Many employers who are watching their group health insurance premiums increase are asking obvious “what if” questions: What if my healthy employees could stay healthy? What if my unhealthy employees didn’t get sicker?
And health care professionals are asking, “Why not?” says Dr. John Wallendjack, vice president of Medical Affairs for HealthAmerica. “Why not change the focus of health care from illness to wellness, from high-cost treatment to low- or no-cost prevention, from passive patient to self-care participant? The health care approach that resulted from this questioning is called disease management.”
Smart Business spoke with Wallendjack about how employers can use disease management to address cost and quality concerns.
What is disease management, and how does it affect the cost of health care?
Disease management is the process of reducing health care costs and improving quality of life for individuals by preventing or minimizing the effects of a disease, usually a chronic condition, through integrative care.
What has driven the increasing interest in disease management?
Two developments have served as catalysts for the increased interest: the unsustainable rise in health care spending and advances in information technology.
The numbers help explain why early prevention and disease management are necessary. Health care costs have been rising for years and will continue to do so. The Office of the Actuary in the Centers for Medicare & Medicaid Services projects that from 2009 to 2019, average annual health spending growth, at 6.1 percent, is anticipated to outpace average annual growth in the overall economy, at 4.4 percent. By 2019, national health spending is expected to reach $4.5 trillion and comprise 19.3 percent of the nation’s Gross Domestic Product.
The nature of health care in the U.S. has changed dramatically over the past century, with longer life spans and greater prevalence of chronic illnesses. The Centers for Disease Control and Prevention estimates that health care costs for chronic disease treatment account for more than 75 percent of national health expenditures. As the baby-boom generation ages and develops chronic illnesses, boomers will use more health care services.
Second, technological advances are making the disease management concept more achievable. The ability to collect and analyze patient data using information technology has resulted in major improvements to the health care delivery system.

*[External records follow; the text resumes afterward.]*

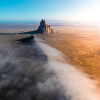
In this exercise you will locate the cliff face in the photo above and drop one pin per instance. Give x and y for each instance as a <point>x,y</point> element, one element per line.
<point>44,27</point>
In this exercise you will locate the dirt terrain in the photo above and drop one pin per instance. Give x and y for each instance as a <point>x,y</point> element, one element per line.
<point>80,44</point>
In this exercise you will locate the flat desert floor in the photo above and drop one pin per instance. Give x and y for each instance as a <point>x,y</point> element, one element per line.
<point>80,45</point>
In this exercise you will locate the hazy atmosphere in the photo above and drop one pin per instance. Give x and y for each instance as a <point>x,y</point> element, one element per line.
<point>49,50</point>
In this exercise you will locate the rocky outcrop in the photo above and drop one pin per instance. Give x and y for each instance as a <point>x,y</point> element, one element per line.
<point>44,27</point>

This has allowed for significant strides in the creation of effective disease-management programs. IT makes it possible to determine the health risks of individuals, as well as of entire populations, and track treatment, outcomes and costs.

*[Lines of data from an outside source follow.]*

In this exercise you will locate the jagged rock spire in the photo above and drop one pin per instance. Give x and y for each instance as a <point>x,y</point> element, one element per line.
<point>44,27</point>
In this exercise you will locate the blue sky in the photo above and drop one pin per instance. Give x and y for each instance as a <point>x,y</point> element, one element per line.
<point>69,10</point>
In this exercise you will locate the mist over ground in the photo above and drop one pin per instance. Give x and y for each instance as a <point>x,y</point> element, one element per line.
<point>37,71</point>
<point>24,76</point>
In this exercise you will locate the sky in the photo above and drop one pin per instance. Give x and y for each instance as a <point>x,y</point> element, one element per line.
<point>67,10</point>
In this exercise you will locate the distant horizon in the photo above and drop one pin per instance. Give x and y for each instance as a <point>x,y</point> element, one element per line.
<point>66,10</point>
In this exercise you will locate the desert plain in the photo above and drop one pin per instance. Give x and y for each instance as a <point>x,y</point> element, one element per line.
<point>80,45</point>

Once a patient’s information is in the system, it can be accessed by health care providers to coordinate care and avoid medical errors. IT helps identify health care best practices and monitor their use, and it’s behind many of the quality comparisons consumers can access to evaluate health care providers and hospitals.
How does a successful disease management program work?
Research-based guidelines are at the core of successful disease management. Simply put, they are recommended standards of treatment based on scientific evidence. The Federal Agency for Healthcare Research and Quality works with many groups that collect existing research on treatments for medical conditions, rate the quality of the research and report the accumulated scientific findings. That information is used by other professionals to develop guidelines.
Health care providers improve quality not only by practicing evidence-based medicine but also by reporting their results with patients and contributing to research. In that way, quality begets more quality.
What role do employers and health insurers play in disease management programs?
Health insurers must continue their leadership role in driving quality up and costs down. Employers who partner with health plans that have disease-management expertise make an investment in the health of their employees.
To determine how strong a partner your health insurer is, look for features such as:
- Intervention: This ranges from reminders about required care for high-risk patients to enrolling patients with chronic diseases into disease-management programs.
- Coverage of health screenings: These can detect disease early and include colonoscopies, Pap tests, mammograms, and cholesterol screenings. The tests must be affordable.
- Patient education: Such efforts teach high-risk patients how to minimize their risk of disease by changing risky health behaviors. The plan should provide tools for change, such as interactive Web sites and low-cost or no-cost health education opportunities.
- Workplace education: The plan should provide onsite health education targeted to the health needs of employees, include a health-risk assessment tool for employees to learn about their risk factors and conduct health screenings at the worksite.
- Research-based guidelines: The plan should work to discover the most effective preventive measures and treatments, and these should be communicated to and followed by all plan providers.
- Quality measurement: The health plan’s clinical guidelines should translate into better health for plan members.
What can employers do to determine if disease management is right for them?
Employers should ask themselves, ‘Am I concerned with health care value, not just costs? Am I attentive to how I can improve my employees’ health while they’re on the job? What about during their off-hours? Am I willing to invest in long-term benefits?’
If you answer yes, you are joining the list of employers seeking to lower insurance costs and produce a more productive work force through disease management.